Huff, huff, huff. Laura was more out of shape then she'd ever imagined. Her idea of exercise was lifting her hand from her mouth to the bag of Doritos or lifting the spoon out of the pint of Ben & Jerry's. No, she chided herself, that wasn't really true. She took the stairs at work, and that wasn't a joke, considering the fact that she worked on the thirty-second floor. And she and Josie power walked around her neighborhood (Josie jokingly called it their Mugging Prevention Program), but this kind of sustained, prolonged effort that used muscles that involved the hard work of uneven terrain, hiking along the trails and the woods? This she wasn't used to.
And that was OK. Really. Mike was a sweetheart who slowed his pace down and who was absolutely, fantastically interesting. Talking about everything from books that Laura hadn't read since college, but had always loved, to movies – who knew he had a Christopher Guest obsession, too? She couldn't wait for a second date where they could sit and watch Best in Show, and she could enjoy having that someone finally who appreciated the humor.
Second date? She was getting ahead of herself.

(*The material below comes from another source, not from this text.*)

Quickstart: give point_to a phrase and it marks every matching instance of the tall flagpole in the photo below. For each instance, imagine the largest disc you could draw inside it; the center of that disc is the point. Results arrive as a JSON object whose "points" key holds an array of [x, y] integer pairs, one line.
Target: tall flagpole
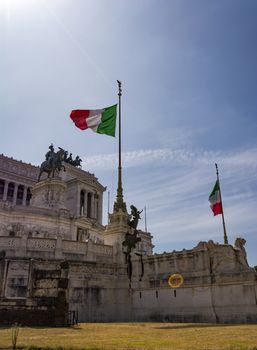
{"points": [[223, 221], [119, 204]]}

And she really liked that.
"Laura, are you OK?" Mike asked, a look of concern covering his face as she wheezed slightly while rounding a bend and staring at the tall hill leading to the summit. Too tall. Too high. Too little air. Ah, hell. What had she agreed to? Huff huff huff.
"Oh, I'm fine," she lied. "Just not used to these tall hills. I'm more accustomed to doing eleven street blocks downtown while carrying my morning latte. Not hiking up a steep mountain while carrying a stainless steel water bottle. I'm adjusting, though – I'll be good.”
He smiled and stared at her. "You're a good sport you know?"
"I have to be. I don't think I have the oxygen to run away.”